Decide on encoding of circulex messages
Open, To DoPublic


Currently, the encoding is a mixture of artisanal hand-crafted byte-strings and JSON. The former is necessary because it's very hard to define a canonical JSON encoding of an object that you want to hash or sign. And yet, we've still ended up with the situation where a bilateral agreement contains the hashes of invitation messages, which contain JSON, thus forcing instances to keep the exact JSON encodings of objects, rather than simply storing the objects in any convenient form that allows reconstruction of the encoding that was hashed.

To avoid this problem, we could choose a different (easily canonicalizable) encoding and use it for everything, instead of mixing it with bespoke encodings. But which encoding scheme?

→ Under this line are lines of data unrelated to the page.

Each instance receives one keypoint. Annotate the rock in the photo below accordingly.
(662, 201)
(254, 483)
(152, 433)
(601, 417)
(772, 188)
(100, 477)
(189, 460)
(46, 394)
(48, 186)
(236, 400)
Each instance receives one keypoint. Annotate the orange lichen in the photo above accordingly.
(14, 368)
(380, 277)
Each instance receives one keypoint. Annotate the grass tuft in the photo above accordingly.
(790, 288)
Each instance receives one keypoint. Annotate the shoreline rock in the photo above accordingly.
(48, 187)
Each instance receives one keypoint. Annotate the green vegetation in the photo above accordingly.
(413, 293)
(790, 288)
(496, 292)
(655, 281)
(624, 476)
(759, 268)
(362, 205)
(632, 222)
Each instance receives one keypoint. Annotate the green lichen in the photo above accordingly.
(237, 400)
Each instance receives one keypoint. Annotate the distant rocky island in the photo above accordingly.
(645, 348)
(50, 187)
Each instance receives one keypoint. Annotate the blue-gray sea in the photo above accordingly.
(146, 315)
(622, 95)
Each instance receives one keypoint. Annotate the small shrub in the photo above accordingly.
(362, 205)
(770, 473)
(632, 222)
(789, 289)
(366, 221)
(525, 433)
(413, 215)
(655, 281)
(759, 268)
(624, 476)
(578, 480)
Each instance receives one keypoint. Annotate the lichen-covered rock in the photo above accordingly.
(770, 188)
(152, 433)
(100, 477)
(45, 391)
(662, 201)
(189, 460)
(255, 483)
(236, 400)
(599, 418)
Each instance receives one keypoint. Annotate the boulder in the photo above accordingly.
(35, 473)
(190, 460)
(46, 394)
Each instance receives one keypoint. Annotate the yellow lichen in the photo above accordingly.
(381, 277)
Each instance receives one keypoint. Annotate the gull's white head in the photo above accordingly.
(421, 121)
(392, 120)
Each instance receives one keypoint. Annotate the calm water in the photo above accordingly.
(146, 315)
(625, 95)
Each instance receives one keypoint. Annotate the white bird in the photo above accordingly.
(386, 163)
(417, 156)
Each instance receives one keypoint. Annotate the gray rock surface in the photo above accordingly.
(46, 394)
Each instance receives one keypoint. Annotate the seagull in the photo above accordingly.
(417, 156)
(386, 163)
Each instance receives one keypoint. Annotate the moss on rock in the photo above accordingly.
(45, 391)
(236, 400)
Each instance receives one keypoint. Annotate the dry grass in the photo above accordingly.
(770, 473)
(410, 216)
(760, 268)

Bencode has the property that every object has exactly one valid encoding, so you get canonicity for free. But it encodes integers in decimal, which seems less than ideal (though JSON does the same).

CBOR seems more thoroughly thought-through, and by design is very compact and easy for computers to encode and decode. It lacks canonicity-by-default, but the RFC gives advice on defining a canonical form where necessary, which seems much easier than it would be for JSON. There's even what appears to be a near-standard way of specifying CBOR data structures.

Event Timeline

tim created this task.Dec 20 2018, 5:54 PM
tim triaged this task as To Do priority.